Recently, a deaf Great Pyrenees sat in the Dog & Cat Shelter in Sheridan, Wyoming, for over a year waiting for an adopter who was willing and able to deal with his deafness. As special needs goes, this guy had the deck stacked against him. Though he had a great personality and shelter volunteers taught him many hand signals, he was still an extra-large dog that requires extra care. In most shelters, he wouldn’t have lived beyond a week or two – in a high-kill, it’s doubtful that this young, well-mannered dog would ever even make it to the adoption floor.

Dogs that are depressed or scared in the shelter may be considered special needs. Their only real problem is the lack of a stable, loving home.
Dogs that are depressed or scared in the shelter may be considered special needs. Their only real problem is the lack of a stable, loving home.
Luis Miguel Bugallo Sánchez, Wikimedia Commons

What types of special needs shelter dogs are there?

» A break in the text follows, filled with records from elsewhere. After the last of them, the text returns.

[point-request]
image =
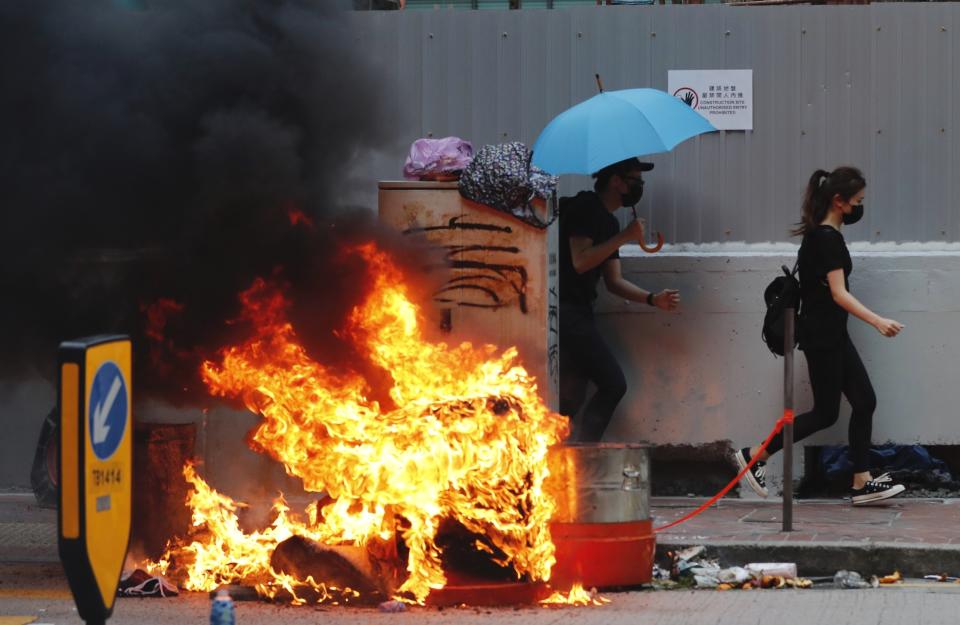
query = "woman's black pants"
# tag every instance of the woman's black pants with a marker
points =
(834, 372)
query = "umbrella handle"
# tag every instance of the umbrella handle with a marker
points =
(652, 249)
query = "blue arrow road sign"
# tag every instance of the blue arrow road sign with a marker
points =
(108, 410)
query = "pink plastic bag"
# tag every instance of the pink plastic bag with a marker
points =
(437, 159)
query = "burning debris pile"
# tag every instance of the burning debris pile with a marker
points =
(458, 448)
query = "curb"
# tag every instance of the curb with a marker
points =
(826, 558)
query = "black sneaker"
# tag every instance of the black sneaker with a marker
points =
(755, 476)
(875, 490)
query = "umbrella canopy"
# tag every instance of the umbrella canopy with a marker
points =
(612, 126)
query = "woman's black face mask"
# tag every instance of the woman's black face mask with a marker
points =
(853, 216)
(634, 193)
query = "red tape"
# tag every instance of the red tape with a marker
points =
(785, 419)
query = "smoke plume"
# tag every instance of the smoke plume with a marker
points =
(157, 157)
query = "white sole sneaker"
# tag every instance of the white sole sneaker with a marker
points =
(868, 498)
(742, 463)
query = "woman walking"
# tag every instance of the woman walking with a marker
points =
(832, 200)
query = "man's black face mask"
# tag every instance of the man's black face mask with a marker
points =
(634, 193)
(854, 216)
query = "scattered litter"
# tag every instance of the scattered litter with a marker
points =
(660, 573)
(139, 583)
(734, 575)
(689, 565)
(393, 606)
(706, 581)
(852, 579)
(783, 569)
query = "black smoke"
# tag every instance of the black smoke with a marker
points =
(166, 151)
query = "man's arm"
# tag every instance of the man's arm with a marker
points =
(667, 299)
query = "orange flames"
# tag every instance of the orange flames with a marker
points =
(466, 440)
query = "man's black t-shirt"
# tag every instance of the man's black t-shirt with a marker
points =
(823, 324)
(583, 215)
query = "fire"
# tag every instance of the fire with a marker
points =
(465, 439)
(576, 596)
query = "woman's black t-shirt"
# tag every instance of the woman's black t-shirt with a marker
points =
(823, 324)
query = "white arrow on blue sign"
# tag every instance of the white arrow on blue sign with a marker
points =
(108, 410)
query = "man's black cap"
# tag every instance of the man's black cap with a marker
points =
(622, 167)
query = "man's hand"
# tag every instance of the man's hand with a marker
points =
(634, 230)
(888, 327)
(667, 299)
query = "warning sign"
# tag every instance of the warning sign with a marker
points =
(723, 96)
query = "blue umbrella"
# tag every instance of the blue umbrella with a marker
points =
(612, 126)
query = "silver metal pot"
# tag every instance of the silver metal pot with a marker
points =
(600, 482)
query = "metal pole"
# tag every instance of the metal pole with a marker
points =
(788, 428)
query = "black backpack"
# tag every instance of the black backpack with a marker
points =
(782, 293)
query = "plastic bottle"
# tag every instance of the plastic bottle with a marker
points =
(221, 609)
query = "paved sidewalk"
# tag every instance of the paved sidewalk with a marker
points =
(916, 536)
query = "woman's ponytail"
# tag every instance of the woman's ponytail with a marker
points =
(822, 186)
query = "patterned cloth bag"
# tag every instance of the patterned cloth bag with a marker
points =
(501, 176)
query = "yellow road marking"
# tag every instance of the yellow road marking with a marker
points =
(34, 593)
(16, 620)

Just because a shelter dog is labeled “special needs,” does not mean they will have vet bills or behavior problems for their entire lives. It may not even mean that they need extra care; they only need some extra understanding. Problems range from socialization issues, to ongoing problems such as diabetes or organ disease, to problems that can be fixed with surgery or treatment, such as a luxating patella.

What happens to special needs dogs?

In most cases, special needs dogs in the shelters are euthanized when they can’t find homes quickly. Some go into foster homes, and a lucky few make it into rescues where they’ll be cared for until they find a permanent home. A few live out their lives in a shelter, devoid of true social connections with humans or other dogs. The label scares away so many adopters that few look beyond it to the potentially great pet, so few find homes.

How can special needs dogs be helped?

There are many ways to help a special needs dog aside from adopting it. For instance, the Great Pyrenees referenced above became more adoptable through the efforts of volunteers who helped him build his confidence and his hand signal “vocabulary.” Roxy, a dog in the City of Powell/Moyer Animal Shelter in Powell, Wyoming, still looking for a home as of May 2014, has a lifetime supply of thyroid medications paid for by a generous donor. Roxy has been looking for a home since 2011, but shelter staff are hopeful that someone will give her a chance now that medication cost doesn’t have to factor into the decision. Other special needs dogs, such as True, a border collie in Glenrock, Wyoming, born with overly short front legs, will live to die of old age with little or no extra vet care.

Everyone can help shelter dogs find homes, and special needs dogs need just a little extra help so that people see beyond their label. Share them on social media, donate to their recovery, or simply take an hour to go play with them. Every little bit helps, and may be the dog’s only chance at finding a home.